Halle Berry and Rachel McAdams wore black and floral dresses for the Graham Norton Show TV appearance on January 29, 2026.
January 29th brought a casual kind of energy to BBC Studioworks 6 on Wood Lane. Onscreen, Halle Berry , Rachel McAdams , and Chris Hemsworth settled in for their chat on The Graham Norton Show , outfits playing somewhere between red carpet polish and couch-ready ease. This was less about high-concept fashion, more about event appearance clarity—how to dress when you know millions are watching… but you’re also just sitting with a glass of wine on a red sofa.
Halle’s look did all the work up front. A body-skimming black dress, covered in large red floral prints , paired with sheer black sleeves that hinted at old-school vamp but never went flat-out gothic. Sleeves pushed slightly up. Rings on both hands. Hair down—wavy, glossy, hovering right above the clavicle. The neckline: deep, but not desperate. She looked anchored.
Next to her, Rachel chose control over distraction. A clean, strapless black dress , softly pleated at the bust. The shape held its own without embellishment. Hair worn long over one shoulder in fluid waves. Pale nail polish, delicate jewelry. It’s the kind of look that doesn’t chase trends but locks into the moment. Thoughtful, but not performative.
Hemsworth crossed it all up—slouchy taupe overshirt, white tee, worn trousers, and a tag necklace. Easy. Relaxed. It somehow worked. Opposite him, comedian John Bishop stuck to navy-on-denim, which blended into the set’s cool tones almost too well but kept the focus on the guests.
What’s interesting here? No one came dressed to shock or trendjack. It’s a reminder that the smart version of public style isn’t always about fashion—it’s about knowing when to step back and let presence do the job.
Jewel Kilcher wore a black embellished mini dress with sculpted sleeves at the Zuhair Murad Spring 2026 couture show in Paris.
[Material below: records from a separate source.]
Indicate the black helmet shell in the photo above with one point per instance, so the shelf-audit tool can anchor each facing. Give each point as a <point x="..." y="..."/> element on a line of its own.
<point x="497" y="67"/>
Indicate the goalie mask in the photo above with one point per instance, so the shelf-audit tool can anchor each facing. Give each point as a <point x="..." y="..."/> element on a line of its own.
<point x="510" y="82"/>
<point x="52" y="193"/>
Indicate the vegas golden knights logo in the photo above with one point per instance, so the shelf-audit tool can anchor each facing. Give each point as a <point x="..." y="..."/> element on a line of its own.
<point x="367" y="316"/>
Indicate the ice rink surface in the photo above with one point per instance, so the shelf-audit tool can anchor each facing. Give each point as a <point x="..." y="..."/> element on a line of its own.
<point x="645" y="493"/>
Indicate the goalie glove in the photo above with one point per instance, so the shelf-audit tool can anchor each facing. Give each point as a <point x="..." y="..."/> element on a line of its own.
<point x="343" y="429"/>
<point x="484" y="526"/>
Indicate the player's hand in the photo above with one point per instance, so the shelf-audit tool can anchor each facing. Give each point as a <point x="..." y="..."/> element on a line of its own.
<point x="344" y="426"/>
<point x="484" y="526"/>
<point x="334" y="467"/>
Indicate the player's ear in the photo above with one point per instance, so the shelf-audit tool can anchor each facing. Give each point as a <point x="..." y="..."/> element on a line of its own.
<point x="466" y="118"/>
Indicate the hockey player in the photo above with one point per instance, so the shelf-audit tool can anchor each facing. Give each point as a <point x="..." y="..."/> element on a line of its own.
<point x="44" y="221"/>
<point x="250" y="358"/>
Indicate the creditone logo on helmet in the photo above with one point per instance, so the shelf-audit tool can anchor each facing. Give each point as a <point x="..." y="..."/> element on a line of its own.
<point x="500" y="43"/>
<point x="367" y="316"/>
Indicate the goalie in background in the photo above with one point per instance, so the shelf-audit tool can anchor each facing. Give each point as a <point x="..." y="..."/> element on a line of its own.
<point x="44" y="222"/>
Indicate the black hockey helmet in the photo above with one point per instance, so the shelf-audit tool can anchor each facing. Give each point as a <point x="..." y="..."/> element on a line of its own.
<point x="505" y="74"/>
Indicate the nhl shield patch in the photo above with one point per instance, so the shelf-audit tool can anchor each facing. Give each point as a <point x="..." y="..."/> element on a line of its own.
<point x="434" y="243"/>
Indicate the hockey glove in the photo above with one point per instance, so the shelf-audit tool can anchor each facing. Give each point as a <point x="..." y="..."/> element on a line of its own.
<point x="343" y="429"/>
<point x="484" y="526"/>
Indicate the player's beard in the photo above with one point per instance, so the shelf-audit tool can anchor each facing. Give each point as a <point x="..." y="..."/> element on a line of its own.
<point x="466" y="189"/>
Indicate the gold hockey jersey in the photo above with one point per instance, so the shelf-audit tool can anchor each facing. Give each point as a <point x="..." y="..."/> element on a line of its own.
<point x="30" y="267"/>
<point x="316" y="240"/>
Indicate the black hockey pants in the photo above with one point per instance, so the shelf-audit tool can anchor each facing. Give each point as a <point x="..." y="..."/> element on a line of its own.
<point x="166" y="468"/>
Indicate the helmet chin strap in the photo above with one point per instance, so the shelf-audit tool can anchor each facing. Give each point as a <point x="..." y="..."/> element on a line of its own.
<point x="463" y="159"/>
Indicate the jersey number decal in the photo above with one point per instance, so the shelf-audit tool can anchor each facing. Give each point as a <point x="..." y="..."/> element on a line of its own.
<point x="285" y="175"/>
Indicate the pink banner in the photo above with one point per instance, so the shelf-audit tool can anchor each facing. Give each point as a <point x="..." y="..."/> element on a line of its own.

At Paris Fashion Week, Jewel Kilcher stepped out for the Zuhair Murad Haute Couture Spring/Summer 2026 show with clear intent: subtle power. No theatrics. Just a clean, quietly-constructed look that held its own, even surrounded by chandelier drama and mirrored stone floors humming with candlelight reflections. This was not a showy entrance—it was a steady one.
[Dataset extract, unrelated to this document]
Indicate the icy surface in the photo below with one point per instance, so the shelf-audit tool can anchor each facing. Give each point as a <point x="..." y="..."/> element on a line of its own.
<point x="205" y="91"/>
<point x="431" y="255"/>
She wore a black mini dress , tailored close but not suffocating, with firm shoulder structure and gold stud accents scattered with eerie symmetry. The sleeves, long and sculpted, featured precise cutout slashes near the elbows—calculated and sharp, but nothing frilly. You got the sense every dart and seam had a purpose. Shoes? Sleek black pointed heels. Hair was pulled back neatly, unbothered. Her event appearance didn’t push a trend, didn’t reference a decade, didn’t collapse under a label. It just looked… ready.
The celebrity event look quietly aligned with a rising mood across couture weeks lately—less about costume, more about command. Less peacocking, more presence. When the dress doesn’t beg for attention, you start paying it more.
Zainab Azizi wore a structured black gown with soft waves and metallic accents at the Send Help UK premiere on January 29, 2026.
At the UK premiere of Send Help on January 29, 2026, Zainab Azizi appeared beneath towering palms and low red lighting at the Odeon Luxe Leicester Square , standing on a patch of sand that felt more Miami than Mayfair. Her choice of attire, though, rejected kitsch or tropical overkill. Instead, she grounded herself firmly in noir elegance: a strapless black gown , cut clean through the bodice with architectural restraint, widening quietly into a soft mermaid silhouette at the hem. No visible embellishment. No frills. The fabric—most likely satin or another mid-shine textile—read almost sculptural.
What really set the tone was the confidence of restraint. Zainab didn’t load the look with accessories, but what she wore mattered. Bold gold statement earrings , a wide metal cuff , and rings that echoed warm metallics—all providing punctuation, not noise. Her hair—long, glossy waves , parted off-center—felt studied but not stiff. Her makeup , too, avoided trend-chasing. Think: firm brow, delicate smokey eye , warm bold lips veering just shy of berry. Not trying to prove anything. Just composed. A beauty look meant to hold under spotlights and in shadows.
There’s a quiet shift in how some actors now approach the red carpet beauty game. Instead of competing for viral moments, they lean into lasting impact—choosing silhouettes, textures, and finishes that feel more personal than promotional. This look isn’t about serving the camera; it’s about knowing the camera will come anyway.